Back when I had my PPQ, I dealt with a similar problem. My research led me to believe (read: my opinion) that the extractor tension, combined w/ other factors (grip strength / style), etc., could create the conditions that would cause the slide to hang up out of battery. It was obvious during slow hand manipulations, but were a clue to what could be going on during live fire, especially with a looser grip that interferes with the recoil impulse.

Some on the forum disagreed and told me I was wrong. Which is just fine. That is their opinion and they are absolutely entitled to it. It was my PPQ that was malfunctioning, not theirs. I still stand by my opinion, because after testing I knew that my my OOB condition was 100% because the case rim was not able to overcome the tension of the extractor ridge. Now, whether this was the fault of the extractor, extractor spring, or something else, who knows. As Imaoldfart has said prior (and I agree with), all the springs in semi auto pistols are a 'family' that create a working relationship together. Introduce a recoil spring that is too light, and it may not have the force to overcome the tension holding cartridges in the magazine. One too heavy, and you may get short stroking, leading to other stoppages.

It could be that the PPQ rides the edge of that working relationship a little closer that other designs. Then add in dirt, a tiring grip, whatever, and now things are pushed over the edge.

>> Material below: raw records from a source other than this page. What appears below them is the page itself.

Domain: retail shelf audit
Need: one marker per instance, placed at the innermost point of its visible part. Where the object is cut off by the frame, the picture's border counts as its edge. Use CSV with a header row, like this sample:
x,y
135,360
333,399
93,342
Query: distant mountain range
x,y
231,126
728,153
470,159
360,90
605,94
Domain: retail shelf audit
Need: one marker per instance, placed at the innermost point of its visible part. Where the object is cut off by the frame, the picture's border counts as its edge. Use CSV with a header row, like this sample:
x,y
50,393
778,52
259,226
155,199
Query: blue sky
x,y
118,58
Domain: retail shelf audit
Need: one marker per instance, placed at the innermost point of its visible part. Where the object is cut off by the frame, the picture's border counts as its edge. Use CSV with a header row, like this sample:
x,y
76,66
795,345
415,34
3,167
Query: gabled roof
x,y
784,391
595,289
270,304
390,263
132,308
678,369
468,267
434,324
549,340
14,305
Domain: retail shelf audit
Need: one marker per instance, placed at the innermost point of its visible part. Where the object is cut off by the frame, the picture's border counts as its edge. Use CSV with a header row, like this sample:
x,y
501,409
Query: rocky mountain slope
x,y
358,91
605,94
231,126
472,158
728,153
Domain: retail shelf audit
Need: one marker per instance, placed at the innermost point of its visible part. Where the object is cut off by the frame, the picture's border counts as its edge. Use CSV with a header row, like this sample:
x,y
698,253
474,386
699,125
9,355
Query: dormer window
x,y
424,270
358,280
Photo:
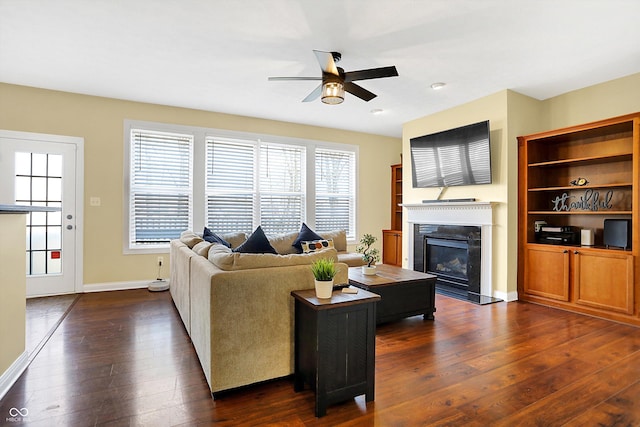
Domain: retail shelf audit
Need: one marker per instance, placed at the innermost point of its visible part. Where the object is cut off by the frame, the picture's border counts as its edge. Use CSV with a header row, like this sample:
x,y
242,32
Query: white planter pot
x,y
369,271
324,289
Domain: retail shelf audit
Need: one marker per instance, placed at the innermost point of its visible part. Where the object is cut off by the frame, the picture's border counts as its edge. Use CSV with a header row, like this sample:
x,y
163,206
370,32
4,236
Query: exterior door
x,y
41,170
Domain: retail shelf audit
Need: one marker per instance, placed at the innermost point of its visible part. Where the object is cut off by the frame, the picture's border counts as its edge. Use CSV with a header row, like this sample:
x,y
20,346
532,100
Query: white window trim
x,y
200,135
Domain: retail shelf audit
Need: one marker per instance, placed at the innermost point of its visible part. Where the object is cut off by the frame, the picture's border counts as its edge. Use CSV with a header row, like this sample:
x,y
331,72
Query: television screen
x,y
460,156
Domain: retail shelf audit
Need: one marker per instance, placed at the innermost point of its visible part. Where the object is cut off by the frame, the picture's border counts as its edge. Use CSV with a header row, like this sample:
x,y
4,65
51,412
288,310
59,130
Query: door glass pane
x,y
38,263
39,164
54,189
54,265
23,163
54,238
23,188
38,189
55,166
38,238
39,183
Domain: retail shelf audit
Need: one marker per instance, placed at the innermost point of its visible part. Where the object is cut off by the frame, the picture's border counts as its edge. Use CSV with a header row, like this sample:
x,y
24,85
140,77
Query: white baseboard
x,y
11,375
115,286
506,296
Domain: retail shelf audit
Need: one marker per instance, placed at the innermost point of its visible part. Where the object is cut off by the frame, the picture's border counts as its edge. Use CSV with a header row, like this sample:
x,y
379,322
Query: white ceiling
x,y
216,55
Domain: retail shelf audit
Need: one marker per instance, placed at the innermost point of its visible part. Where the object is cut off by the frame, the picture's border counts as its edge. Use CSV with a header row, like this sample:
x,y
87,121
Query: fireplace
x,y
453,253
453,240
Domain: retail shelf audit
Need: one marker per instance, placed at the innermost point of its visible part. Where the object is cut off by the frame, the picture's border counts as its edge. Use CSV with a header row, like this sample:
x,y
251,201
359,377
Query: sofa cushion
x,y
339,238
352,259
225,259
257,243
316,245
202,248
283,243
212,237
305,234
190,238
235,239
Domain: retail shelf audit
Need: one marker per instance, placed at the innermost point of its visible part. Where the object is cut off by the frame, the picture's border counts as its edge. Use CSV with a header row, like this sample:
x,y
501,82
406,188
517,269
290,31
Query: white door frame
x,y
79,190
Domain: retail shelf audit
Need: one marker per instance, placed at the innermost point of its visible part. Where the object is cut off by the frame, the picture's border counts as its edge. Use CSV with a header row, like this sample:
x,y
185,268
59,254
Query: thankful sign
x,y
589,201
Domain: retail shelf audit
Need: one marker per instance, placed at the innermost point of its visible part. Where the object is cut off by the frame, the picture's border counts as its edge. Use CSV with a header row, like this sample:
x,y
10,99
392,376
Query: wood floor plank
x,y
124,359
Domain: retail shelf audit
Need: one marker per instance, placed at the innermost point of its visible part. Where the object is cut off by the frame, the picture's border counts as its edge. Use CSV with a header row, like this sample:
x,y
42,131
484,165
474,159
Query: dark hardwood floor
x,y
124,359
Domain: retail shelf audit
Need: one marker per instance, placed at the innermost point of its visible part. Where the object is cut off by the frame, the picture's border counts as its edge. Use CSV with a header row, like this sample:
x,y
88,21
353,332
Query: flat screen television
x,y
460,156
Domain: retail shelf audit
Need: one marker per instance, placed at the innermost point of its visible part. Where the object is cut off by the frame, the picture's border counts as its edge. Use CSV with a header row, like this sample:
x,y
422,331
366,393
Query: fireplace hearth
x,y
453,254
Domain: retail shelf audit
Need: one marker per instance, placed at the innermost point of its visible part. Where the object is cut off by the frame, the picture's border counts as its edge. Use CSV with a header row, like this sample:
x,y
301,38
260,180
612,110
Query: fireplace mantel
x,y
454,213
457,213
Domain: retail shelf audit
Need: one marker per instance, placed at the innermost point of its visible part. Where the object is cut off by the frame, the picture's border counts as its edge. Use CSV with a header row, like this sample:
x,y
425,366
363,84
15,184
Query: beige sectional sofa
x,y
237,307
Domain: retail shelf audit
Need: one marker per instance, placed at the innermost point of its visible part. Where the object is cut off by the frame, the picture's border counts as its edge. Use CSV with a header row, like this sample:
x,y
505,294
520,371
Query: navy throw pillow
x,y
306,234
212,237
257,243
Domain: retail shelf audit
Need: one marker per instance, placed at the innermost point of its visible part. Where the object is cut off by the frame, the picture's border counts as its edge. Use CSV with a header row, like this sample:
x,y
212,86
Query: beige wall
x,y
100,122
494,109
12,289
513,114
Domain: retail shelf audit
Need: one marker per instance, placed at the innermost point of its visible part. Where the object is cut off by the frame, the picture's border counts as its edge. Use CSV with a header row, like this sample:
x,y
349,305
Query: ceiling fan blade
x,y
373,73
281,79
327,64
313,95
359,91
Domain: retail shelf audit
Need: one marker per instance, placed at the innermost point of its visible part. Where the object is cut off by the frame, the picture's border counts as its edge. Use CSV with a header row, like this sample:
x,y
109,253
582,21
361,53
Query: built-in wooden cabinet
x,y
573,179
392,238
392,247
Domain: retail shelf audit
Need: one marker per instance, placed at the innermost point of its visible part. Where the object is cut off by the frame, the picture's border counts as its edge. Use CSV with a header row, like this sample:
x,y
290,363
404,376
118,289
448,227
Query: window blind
x,y
230,185
281,187
160,186
335,191
255,184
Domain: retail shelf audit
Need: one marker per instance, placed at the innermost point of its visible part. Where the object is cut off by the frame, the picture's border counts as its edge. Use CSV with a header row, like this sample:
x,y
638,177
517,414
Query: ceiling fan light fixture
x,y
332,93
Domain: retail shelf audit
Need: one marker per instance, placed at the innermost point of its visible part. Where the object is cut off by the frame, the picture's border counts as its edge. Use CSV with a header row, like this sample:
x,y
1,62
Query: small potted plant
x,y
324,270
369,255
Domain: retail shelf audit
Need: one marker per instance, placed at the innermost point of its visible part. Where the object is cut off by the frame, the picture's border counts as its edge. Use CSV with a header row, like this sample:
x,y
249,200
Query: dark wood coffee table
x,y
404,292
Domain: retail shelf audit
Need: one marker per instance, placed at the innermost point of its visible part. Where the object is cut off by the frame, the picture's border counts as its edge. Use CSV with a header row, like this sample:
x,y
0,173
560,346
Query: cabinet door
x,y
547,272
390,247
604,280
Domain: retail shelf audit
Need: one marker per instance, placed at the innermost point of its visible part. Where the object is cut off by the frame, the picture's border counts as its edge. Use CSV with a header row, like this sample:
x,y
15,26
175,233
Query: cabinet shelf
x,y
599,280
583,160
573,187
580,213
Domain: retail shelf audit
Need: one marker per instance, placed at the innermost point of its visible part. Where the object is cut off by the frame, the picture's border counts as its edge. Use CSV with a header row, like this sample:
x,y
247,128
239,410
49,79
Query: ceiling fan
x,y
335,81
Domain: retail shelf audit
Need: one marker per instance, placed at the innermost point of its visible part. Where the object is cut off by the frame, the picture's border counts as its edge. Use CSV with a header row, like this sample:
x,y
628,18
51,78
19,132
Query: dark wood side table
x,y
404,292
335,341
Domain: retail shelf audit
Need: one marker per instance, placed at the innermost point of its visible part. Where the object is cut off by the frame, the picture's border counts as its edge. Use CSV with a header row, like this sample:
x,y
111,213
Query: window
x,y
335,190
183,178
160,187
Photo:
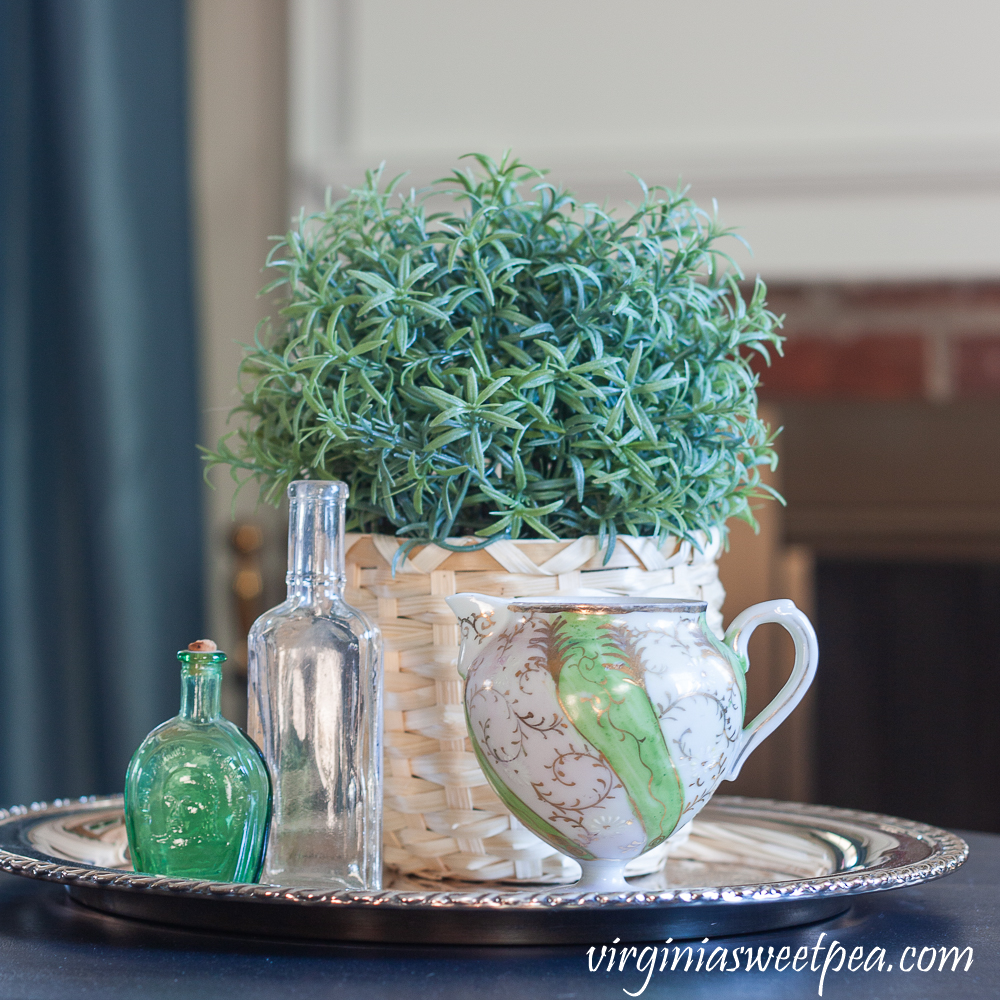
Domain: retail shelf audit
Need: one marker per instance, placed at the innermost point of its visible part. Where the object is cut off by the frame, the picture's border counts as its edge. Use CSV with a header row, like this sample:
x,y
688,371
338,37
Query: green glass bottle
x,y
197,791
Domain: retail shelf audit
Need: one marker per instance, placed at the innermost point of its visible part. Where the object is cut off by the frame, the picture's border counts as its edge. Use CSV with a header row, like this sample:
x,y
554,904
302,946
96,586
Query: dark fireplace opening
x,y
908,690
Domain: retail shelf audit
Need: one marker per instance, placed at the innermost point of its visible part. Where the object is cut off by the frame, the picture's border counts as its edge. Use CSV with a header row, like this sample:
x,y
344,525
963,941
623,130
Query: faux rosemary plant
x,y
517,366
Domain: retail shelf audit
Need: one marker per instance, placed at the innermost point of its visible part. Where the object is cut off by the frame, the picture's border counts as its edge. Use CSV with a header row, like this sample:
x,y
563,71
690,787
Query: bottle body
x,y
197,791
315,709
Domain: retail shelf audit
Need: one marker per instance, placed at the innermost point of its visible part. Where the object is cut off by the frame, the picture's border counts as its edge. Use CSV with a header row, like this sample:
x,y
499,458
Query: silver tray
x,y
748,865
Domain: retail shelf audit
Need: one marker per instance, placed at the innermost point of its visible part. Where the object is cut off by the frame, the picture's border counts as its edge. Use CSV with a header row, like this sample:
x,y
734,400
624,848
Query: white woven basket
x,y
441,817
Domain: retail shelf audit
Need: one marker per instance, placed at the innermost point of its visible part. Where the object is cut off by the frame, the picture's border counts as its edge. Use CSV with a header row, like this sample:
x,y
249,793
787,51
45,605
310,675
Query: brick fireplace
x,y
889,396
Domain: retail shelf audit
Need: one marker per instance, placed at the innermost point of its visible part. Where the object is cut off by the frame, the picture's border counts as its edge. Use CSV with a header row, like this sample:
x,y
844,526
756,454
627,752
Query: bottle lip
x,y
318,489
204,659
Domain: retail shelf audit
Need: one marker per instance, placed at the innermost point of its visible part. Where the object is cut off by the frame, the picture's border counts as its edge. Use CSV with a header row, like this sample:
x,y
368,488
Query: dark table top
x,y
52,947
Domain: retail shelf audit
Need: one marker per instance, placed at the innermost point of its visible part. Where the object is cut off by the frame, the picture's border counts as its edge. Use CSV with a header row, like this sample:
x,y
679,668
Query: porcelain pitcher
x,y
606,724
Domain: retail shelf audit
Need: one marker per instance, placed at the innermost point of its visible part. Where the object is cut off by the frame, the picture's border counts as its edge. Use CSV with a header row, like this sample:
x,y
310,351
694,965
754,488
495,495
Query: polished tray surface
x,y
748,865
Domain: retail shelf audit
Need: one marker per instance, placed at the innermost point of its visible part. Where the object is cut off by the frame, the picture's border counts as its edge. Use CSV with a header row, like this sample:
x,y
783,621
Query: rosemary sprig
x,y
517,366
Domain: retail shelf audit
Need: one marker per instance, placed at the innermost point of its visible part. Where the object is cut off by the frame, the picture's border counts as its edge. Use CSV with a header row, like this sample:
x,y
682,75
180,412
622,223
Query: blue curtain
x,y
100,495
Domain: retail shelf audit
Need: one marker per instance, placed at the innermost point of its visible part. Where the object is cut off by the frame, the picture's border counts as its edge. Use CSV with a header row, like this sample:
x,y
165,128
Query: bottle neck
x,y
201,685
316,544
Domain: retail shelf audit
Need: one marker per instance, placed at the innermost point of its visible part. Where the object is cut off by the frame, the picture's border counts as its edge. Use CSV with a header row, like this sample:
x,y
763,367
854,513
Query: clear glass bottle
x,y
197,791
315,709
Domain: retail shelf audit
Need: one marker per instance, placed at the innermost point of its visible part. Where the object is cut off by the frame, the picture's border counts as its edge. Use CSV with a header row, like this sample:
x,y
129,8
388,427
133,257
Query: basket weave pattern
x,y
441,818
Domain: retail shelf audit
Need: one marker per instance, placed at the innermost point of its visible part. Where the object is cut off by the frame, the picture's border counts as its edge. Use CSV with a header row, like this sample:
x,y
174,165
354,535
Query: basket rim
x,y
549,605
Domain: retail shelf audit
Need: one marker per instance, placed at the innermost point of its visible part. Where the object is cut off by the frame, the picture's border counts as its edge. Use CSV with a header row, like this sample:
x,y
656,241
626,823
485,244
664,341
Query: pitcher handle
x,y
788,616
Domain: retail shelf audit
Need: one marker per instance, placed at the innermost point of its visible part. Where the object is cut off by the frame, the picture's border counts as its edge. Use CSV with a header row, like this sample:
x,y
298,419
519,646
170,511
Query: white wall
x,y
856,138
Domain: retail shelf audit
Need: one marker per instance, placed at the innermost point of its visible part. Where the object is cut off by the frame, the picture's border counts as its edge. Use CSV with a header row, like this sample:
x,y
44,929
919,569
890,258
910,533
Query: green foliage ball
x,y
518,365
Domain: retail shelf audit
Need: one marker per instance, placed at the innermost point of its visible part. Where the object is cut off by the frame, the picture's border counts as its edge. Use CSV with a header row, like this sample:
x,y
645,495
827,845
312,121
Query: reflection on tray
x,y
717,853
97,839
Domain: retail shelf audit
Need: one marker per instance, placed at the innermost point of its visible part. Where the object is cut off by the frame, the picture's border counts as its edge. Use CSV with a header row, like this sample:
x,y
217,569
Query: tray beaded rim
x,y
947,852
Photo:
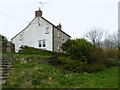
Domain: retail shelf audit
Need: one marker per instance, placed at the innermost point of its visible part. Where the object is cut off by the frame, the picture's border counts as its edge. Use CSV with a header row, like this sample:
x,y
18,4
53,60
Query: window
x,y
62,37
47,30
42,43
20,38
58,45
58,34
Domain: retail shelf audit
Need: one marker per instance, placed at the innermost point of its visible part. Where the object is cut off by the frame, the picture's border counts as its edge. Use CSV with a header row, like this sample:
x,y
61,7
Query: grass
x,y
27,72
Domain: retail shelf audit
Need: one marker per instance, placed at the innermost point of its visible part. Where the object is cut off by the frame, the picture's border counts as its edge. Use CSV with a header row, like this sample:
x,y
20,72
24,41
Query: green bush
x,y
79,49
73,65
98,54
111,53
109,62
31,50
94,67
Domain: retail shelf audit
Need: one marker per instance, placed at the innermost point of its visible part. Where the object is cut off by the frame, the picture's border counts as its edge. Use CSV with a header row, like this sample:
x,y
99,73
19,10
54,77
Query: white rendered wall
x,y
33,33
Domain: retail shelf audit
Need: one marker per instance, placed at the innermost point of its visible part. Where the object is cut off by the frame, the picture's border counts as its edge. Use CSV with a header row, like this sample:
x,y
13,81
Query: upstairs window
x,y
47,30
42,43
58,45
21,37
62,37
58,34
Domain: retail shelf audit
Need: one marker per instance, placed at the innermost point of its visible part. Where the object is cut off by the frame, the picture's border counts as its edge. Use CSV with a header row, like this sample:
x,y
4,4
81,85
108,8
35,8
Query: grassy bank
x,y
33,71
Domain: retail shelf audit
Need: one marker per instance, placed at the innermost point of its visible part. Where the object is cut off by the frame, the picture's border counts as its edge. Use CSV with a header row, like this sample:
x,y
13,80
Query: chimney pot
x,y
38,13
59,26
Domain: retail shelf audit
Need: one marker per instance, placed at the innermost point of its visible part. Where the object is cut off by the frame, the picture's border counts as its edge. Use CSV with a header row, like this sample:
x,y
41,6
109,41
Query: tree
x,y
79,49
111,41
95,35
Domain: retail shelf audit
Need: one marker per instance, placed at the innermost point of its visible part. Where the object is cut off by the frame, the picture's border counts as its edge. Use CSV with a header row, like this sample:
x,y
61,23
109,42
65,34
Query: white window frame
x,y
42,43
62,36
58,34
58,47
21,37
47,30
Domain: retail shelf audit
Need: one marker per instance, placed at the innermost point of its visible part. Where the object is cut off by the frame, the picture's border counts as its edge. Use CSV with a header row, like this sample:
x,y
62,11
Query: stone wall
x,y
6,46
59,37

I've moved on from the PPQ, but still admire its design. I thought it had a great trigger, and was a very precise feeling handgun. Extremely accurate, and well made. Were I still to have it, I would either reduce the tension of the extractor spring, or give a very slight deburring to the underside of the extractor claw area that contacts the edge of the case rim, as see if that made a difference.

To the OP, good luck in getting things sorted out. This is a great supportive place and I'm confident that Walther will support you should you require their attention to your pistol.